The data come from [here](https://www.census.gov/programs-surveys/ahs/data/2015/ahs-2015-public-use-file--puf-/2015-ahs-metropolitan-puf-microdata.html). Important AHS data documentation [here](https://www.census.gov/content/dam/Census/programs-surveys/ahs/tech-documentation/2015/Getting%20Started%20with%20the%20AHS%20PUF.pdf), variable [labels](https://www.census.gov/data-tools/demo/codebook/ahs/ahsdict.html?s_appName=ahsdict&s_year=2015)

Other years include:, [2017]()
[2013](https://www.census.gov/programs-surveys/ahs/data/2013/ahs-2013-public-use-file--puf-/ahs-2013-national-public-use-file--puf-.html), and 
[2011](https://www.census.gov/programs-surveys/ahs/data/2011/ahs-national-and-metropolitan-puf-microdata.html)

Another useful link is the [QuickFacts](https://www.census.gov/quickfacts/fact/table/milwaukeecitywisconsin/PST045217) for Milwaukee which gives basic information on housing and demographics

### AHS Data

In [3]:
dfm = pd.read_csv("/".join([data_path, 'ahs2015m.csv']))
dfn = pd.read_csv("/".join([data_path, '2015householdNational.csv']))
labels = pd.read_csv("/".join([data_path, 'ahs 2015 value labels.csv']), encoding='latin-1')
labels.drop(['Table','Type','FLAT','METRO',"FMTName"],axis=1, inplace=True)

In [4]:
#merge the national and metropolitan files
df = pd.concat([dfm.loc[:,dfm.columns.intersection(dfn.columns)],dfn]) 
df.replace("'",'',regex=True,inplace=True)
df.shape

of pandas will change to not sort by default.

To accept the future behavior, pass 'sort=False'.


  


(94379, 1091)

In [5]:
# Clean up the data
df.replace("'",'',regex=True,inplace=True) #remove "'" marks to convert to numerical
df = df.astype(np.float) #convert all to float - useful because it clears up the issue of entries such as '01'
df.replace(-9,np.nan, inplace=True) #replace -9s with np.nan

df.drop(df.columns[df.isnull().all()], axis=1, inplace=True) #drop columns that contain all NULLs

df.drop(df.columns[df.isnull().sum()/df.shape[0]>.9], axis=1, inplace=True) #drop columns in which more than 90% of the data are NULLs
df.shape

(94379, 1013)

### Add Labels to AHS Data values

Labels file comes from the Label Values file [here](https://www.census.gov/programs-surveys/ahs/data/2015/ahs-2015-public-use-file--puf-/ahs-2015-national-public-use-file--puf-.html).

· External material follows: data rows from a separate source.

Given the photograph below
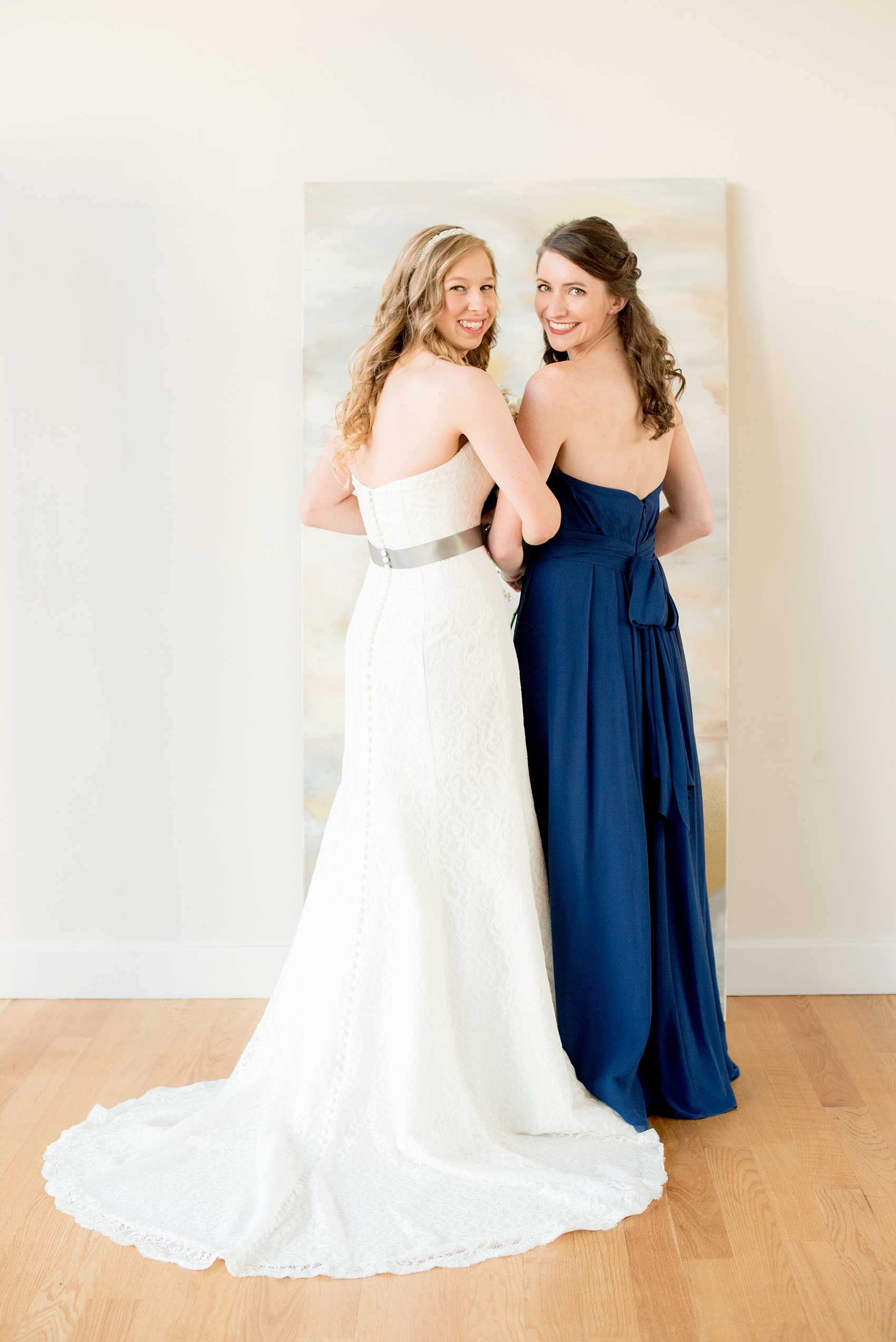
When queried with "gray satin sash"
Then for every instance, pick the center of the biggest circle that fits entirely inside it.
(430, 552)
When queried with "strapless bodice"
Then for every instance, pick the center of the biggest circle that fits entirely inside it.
(427, 507)
(613, 529)
(607, 512)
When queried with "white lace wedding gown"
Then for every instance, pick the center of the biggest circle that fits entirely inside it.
(405, 1101)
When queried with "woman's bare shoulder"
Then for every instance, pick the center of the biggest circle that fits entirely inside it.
(466, 382)
(549, 382)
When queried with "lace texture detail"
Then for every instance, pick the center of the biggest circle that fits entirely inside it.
(405, 1101)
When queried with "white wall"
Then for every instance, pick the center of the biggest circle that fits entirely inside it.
(152, 159)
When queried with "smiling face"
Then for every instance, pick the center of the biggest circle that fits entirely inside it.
(574, 308)
(471, 301)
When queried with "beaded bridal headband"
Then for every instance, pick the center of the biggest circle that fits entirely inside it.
(446, 232)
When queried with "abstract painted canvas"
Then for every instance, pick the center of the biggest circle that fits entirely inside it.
(678, 229)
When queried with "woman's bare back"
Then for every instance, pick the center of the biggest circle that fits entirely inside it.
(604, 439)
(416, 422)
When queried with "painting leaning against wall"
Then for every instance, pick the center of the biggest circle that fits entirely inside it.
(678, 229)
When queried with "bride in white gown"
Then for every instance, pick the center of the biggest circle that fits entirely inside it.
(405, 1101)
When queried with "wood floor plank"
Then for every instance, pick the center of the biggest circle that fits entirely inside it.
(260, 1309)
(865, 1149)
(34, 1033)
(791, 1193)
(498, 1301)
(719, 1301)
(762, 1265)
(105, 1321)
(759, 1113)
(864, 1257)
(36, 1095)
(798, 1114)
(878, 1016)
(62, 1296)
(778, 1223)
(416, 1308)
(843, 1018)
(828, 1074)
(699, 1226)
(580, 1290)
(660, 1285)
(826, 1294)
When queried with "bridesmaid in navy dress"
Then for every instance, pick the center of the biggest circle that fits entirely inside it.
(608, 714)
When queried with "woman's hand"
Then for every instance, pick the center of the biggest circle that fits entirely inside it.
(488, 423)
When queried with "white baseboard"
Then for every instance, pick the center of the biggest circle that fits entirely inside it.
(781, 968)
(143, 969)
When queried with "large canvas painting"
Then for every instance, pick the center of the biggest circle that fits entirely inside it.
(678, 229)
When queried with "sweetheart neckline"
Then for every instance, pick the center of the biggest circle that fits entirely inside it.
(611, 489)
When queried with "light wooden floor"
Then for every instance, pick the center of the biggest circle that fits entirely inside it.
(778, 1223)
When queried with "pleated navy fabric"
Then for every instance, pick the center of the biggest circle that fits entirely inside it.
(616, 784)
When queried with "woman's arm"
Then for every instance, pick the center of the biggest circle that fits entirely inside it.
(538, 427)
(486, 421)
(325, 502)
(690, 510)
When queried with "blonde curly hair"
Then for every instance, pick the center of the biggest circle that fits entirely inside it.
(410, 305)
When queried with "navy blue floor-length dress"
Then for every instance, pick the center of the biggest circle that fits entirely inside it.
(616, 782)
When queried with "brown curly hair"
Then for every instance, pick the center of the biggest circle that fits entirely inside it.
(599, 249)
(410, 305)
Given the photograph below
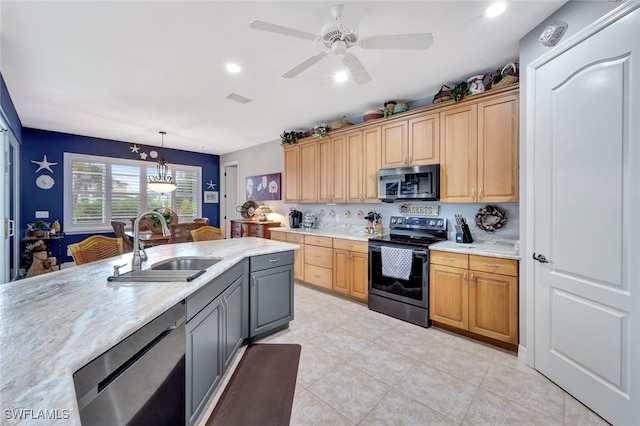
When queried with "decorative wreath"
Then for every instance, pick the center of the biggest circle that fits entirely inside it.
(491, 211)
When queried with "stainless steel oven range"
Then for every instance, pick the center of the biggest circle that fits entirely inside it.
(399, 268)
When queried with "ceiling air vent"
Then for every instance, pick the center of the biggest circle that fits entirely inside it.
(238, 98)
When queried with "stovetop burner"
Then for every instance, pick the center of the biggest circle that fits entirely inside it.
(414, 231)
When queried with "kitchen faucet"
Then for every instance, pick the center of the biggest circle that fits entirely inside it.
(138, 258)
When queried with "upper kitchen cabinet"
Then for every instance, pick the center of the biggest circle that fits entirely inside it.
(301, 173)
(479, 151)
(413, 142)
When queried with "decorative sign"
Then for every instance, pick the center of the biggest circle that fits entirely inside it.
(419, 210)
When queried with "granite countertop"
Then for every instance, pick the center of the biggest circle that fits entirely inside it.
(491, 248)
(53, 324)
(347, 233)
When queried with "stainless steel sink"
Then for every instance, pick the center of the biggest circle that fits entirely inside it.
(172, 270)
(185, 264)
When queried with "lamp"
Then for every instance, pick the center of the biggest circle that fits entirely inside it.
(262, 211)
(163, 182)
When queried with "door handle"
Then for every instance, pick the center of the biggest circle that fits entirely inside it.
(540, 258)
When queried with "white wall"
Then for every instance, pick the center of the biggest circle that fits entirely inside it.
(578, 14)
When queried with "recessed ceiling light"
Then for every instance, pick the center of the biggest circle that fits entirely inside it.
(495, 9)
(234, 68)
(341, 77)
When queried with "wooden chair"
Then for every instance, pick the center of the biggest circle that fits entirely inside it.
(207, 233)
(181, 232)
(118, 229)
(96, 247)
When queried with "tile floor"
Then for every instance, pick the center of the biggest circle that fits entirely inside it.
(359, 367)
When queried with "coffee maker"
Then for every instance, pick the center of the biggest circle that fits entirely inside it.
(295, 218)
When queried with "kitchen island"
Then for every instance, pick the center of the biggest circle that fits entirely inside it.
(52, 325)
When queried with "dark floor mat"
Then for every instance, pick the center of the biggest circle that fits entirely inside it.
(261, 389)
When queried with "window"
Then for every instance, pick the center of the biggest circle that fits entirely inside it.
(101, 189)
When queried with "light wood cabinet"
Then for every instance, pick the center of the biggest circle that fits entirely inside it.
(301, 173)
(318, 261)
(477, 294)
(479, 151)
(351, 268)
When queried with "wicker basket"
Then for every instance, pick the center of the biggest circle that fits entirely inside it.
(344, 122)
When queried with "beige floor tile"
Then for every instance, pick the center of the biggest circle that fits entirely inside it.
(438, 390)
(533, 391)
(382, 362)
(577, 414)
(399, 410)
(458, 363)
(308, 409)
(349, 391)
(340, 342)
(490, 409)
(315, 363)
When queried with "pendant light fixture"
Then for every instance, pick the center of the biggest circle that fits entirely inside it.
(163, 182)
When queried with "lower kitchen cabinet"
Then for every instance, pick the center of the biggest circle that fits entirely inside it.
(214, 333)
(473, 293)
(350, 268)
(271, 292)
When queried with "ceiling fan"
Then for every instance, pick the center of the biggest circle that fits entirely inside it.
(338, 39)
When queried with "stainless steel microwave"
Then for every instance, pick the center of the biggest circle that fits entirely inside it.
(409, 183)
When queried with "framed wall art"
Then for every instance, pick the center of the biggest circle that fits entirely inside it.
(263, 187)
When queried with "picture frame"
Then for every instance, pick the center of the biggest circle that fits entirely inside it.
(264, 187)
(210, 197)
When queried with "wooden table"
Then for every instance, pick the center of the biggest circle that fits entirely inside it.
(149, 238)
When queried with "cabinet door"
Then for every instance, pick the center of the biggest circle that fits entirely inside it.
(359, 263)
(372, 145)
(308, 173)
(493, 306)
(203, 357)
(355, 168)
(341, 271)
(424, 140)
(394, 145)
(325, 170)
(271, 299)
(339, 173)
(291, 174)
(448, 296)
(235, 318)
(458, 154)
(498, 150)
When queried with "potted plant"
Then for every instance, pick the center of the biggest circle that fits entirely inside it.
(40, 226)
(289, 138)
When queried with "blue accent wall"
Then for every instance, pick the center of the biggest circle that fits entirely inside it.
(8, 110)
(38, 143)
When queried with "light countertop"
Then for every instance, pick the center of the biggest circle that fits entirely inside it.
(53, 324)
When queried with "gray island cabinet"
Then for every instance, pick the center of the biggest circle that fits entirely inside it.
(224, 314)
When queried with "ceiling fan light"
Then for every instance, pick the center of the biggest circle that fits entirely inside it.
(341, 76)
(496, 9)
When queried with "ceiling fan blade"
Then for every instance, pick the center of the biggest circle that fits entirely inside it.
(279, 29)
(397, 41)
(357, 71)
(304, 65)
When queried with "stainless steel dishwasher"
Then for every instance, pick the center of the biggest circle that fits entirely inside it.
(141, 380)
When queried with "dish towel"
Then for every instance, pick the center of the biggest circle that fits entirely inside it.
(396, 262)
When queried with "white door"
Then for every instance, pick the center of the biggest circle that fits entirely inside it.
(586, 136)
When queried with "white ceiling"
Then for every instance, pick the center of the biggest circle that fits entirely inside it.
(124, 70)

However, this file is only used to replace the values. 

I also downloaded the entire codebook from [AHS Codebook](https://www.census.gov/data-tools/demo/codebook/ahs/ahsdict.html) that details a lot more information than the label values has. It is also a convenient way to search for topics and the like

In [6]:
## upload labels data
labels = pd.read_csv("/".join([data_path, 'ahs 2015 value labels.csv']), encoding='latin-1')
labels.drop(['Table','Type','FLAT','METRO',"FMTName"],axis=1, inplace=True)

In [7]:
labels.Value.replace(".N|.M|N|M",-9,regex=True,inplace=True)

In [8]:
## pandas can only replace values in a structured manner through dictionaries
## to do that, I set values as indexes and convert the remaining Series
## into a dictionary for each column name
## there's the added complicationg of needing to compare indexes of same type

labels.set_index('Value',inplace=True)    

In [9]:
reNameDict = {}
for label, group in labels.groupby("NAME"):
    if label in df.columns:
        if np.issubdtype(np.object,df.loc[:,label].dtype ):
            reNameDict[label] = group.Label.to_dict()
        else:
            group.index = group.index.astype(df.loc[:,label].dtype)
            reNameDict[label] = group.Label.to_dict()

In [10]:
df.replace(reNameDict,inplace=True)

In [11]:
df.replace(-9,np.nan, inplace=True)
df.replace(-6,np.nan, inplace=True)

In [12]:
df.drop(df.columns[df.isnull().all()], axis=1, inplace=True) #drop columns that contain all NULLs

df.drop(df.columns[df.isnull().sum()/df.shape[0]>.9], axis=1, inplace=True) #drop columns in which more than 90% of the data are NULLs
df.shape

(94379, 1012)

In [13]:
## labels for columns
ahsdict = pd.read_csv("/".join([data_path, 'AHSDICT_28AUG18_23_35_13_43_S.csv']))
#drop unnecessary columns
ahsdict.drop(['Disclosure','Variable_Number','INUNIVERSE','Topic_Number','Present_in_Survey_Years','Topic_Subtopic_ID','Imputation_Strategy','Question','Instrument_Variable_Name','Survey Year','Subtopic'],axis=1,inplace=True)
ahsdict.set_index('Variable',inplace=True)

In [14]:
df.drop(df.columns[df.columns.str.lower().str.contains("wgt|weight")], axis=1,inplace=True) #drop weight cols
#df.drop("Unnamed: 0", axis=1, inplace=True) # drop unnamed col
df.drop(df.columns[df.isnull().all()], axis=1, inplace=True) #drop cols that are all null

In [15]:
## rename variable names to their labels
#df.rename(columns =  ahsdict.Description.str.replace("\s|:|,|^\d+|\([\w\s\-?]+\)",'').str.lower().to_dict(), inplace=True)
#df.head()

In [16]:
## create a convenience function for variable look up
def varlu(s):
    return(ahsdict[ahsdict.Description.str.lower().str.contains(s)])

### Geographic Data 

Crosswalk data for CBSA to everything else comes from [NBER](http://www.nber.org/data/cbsa-fips-county-crosswalk.html)

In [17]:
#load geographc data
fips= pd.read_csv("/".join([data_path, 'cbsa2fipsxw.csv']), encoding='latin-1')
fips.dropna(how='all',inplace=True)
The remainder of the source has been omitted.